For the fireboard, Texas Sotol is again an excellent wood; probably the best wood I have found yet in this region.

Sotol Fireboards and Milkweed Spindle
sotol fireboard milkweed spindle

The fire board needs to be flattened out on both sides, and should not be more than about 3/4" thick at most. Once the fire board is flat on both sides, carve out a notch that forms a "V" at the center of the spindle hole. An additional trick is to hollow out a little section on the undersection of the fireboard, which concentrates all the char which will form as you turn the spindle, into a little larger denser pile, making it easier to get the ember to form within the char.

Underside of hand drill fire board- concave section
hand drill fire board
You will want to set the spindle into the wood and spin it enough to get a deep impression of the hole. The normal rule of thumb for a hand drill that I like to use is that the hole is set in from the edge about 2 times the diameter of the spindle.
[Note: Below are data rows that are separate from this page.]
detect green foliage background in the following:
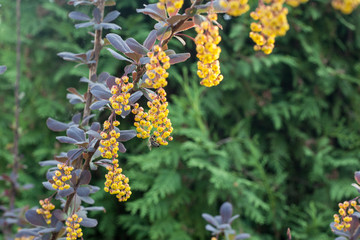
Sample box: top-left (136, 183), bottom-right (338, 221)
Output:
top-left (0, 0), bottom-right (360, 240)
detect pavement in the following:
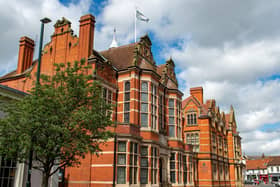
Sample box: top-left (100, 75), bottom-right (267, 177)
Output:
top-left (245, 184), bottom-right (274, 187)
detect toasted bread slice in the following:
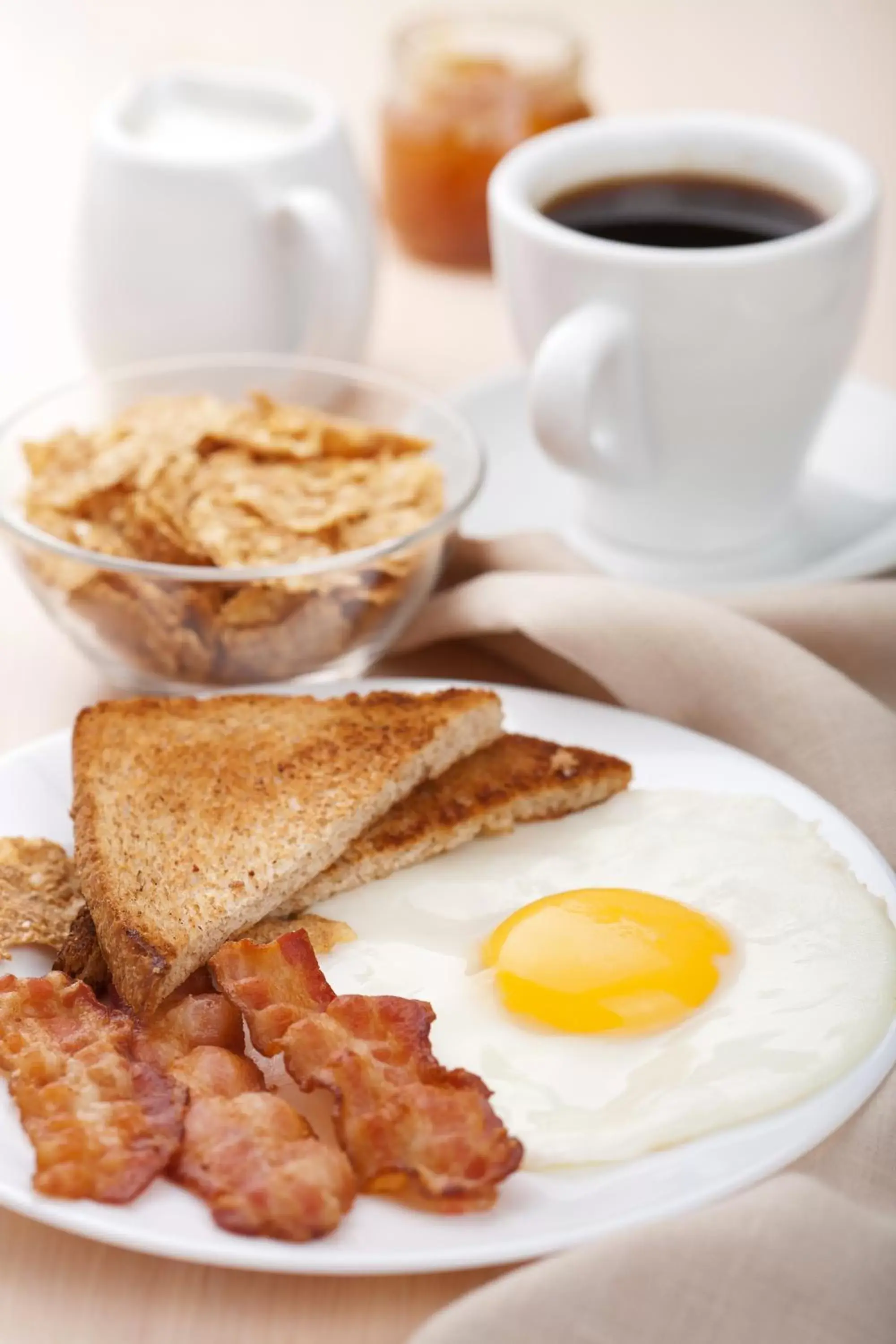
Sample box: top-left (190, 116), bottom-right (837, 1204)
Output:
top-left (73, 689), bottom-right (501, 1013)
top-left (52, 906), bottom-right (109, 993)
top-left (274, 732), bottom-right (631, 919)
top-left (0, 836), bottom-right (81, 961)
top-left (54, 734), bottom-right (631, 984)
You will want to move between carving the notch and setting a spindle hole impression a few times back and forth, as one effects the other a little. In the end, the notch needs to have its apex at the center of the hole that you are drilling with the spindle.

The concept is that you fill the notch area with char as you are spinning the two pieces of wood together. Char is very finely ground wood that rubs off as you create friction between the two surfaces. Once you get the temperature hot enough, the char will form an ember, which will (if it has oxygen) continue to grow and pull more char into the ember. It’s sort of like watching a raindrop grow as it touches other raindrops. In order for this to happen, however, the notch and the small hollowed out area under it need to be filled with char.

Turning the Drill n

Once you have everything carved and ready to go, place the fireboard on some kind of surface that the char and ember will fall onto. I like to use flat pieces of bark. Ashe juniper bark works great for this.

There are many different techniques for spinning the hand drill. You can put it on something about table height, stand and lean over it, or sit in a few different positions. I prefer to just sit cross-legged. The hand drill spindle is fairly delicate and can’t handle a ton of downward pressure, so this keeps me from pushing down to hard and either drilling through the fireboard before I get an ember, or breaking the spindle from too much pressure.

Try to spin from fingertip to fingertip, to get as much spin on it before it stops and changes direction. Start spinning near the top and slowly move your hands downward. There is a technique (which I will not go into here) called “floating” that some people like to use to move their hands back up the spindle while still turning. This is a good technique, but with if you have good wood, good setup (notch carving, etc), good spinning technique and calluses, you can get easily an ember without having to use a technique like floating.
hand drill fire techniques
That covers most of the main points of starting a hand drill fire. My suggestion is that if you are serious about starting a hand drill fire you find/make a decent spindle, and practice spinning it in your hands a little bit every day (just spin the spindle in your hands while you’re sitting around, no fireboard or anything) to build up the proper calluses and get the technique down. After a week or so of this, it will make it a lot easier for you to create a hand drill fire.

20 degrees this morning. Wow… that’s cold for SA. Get that fire going and stay warm!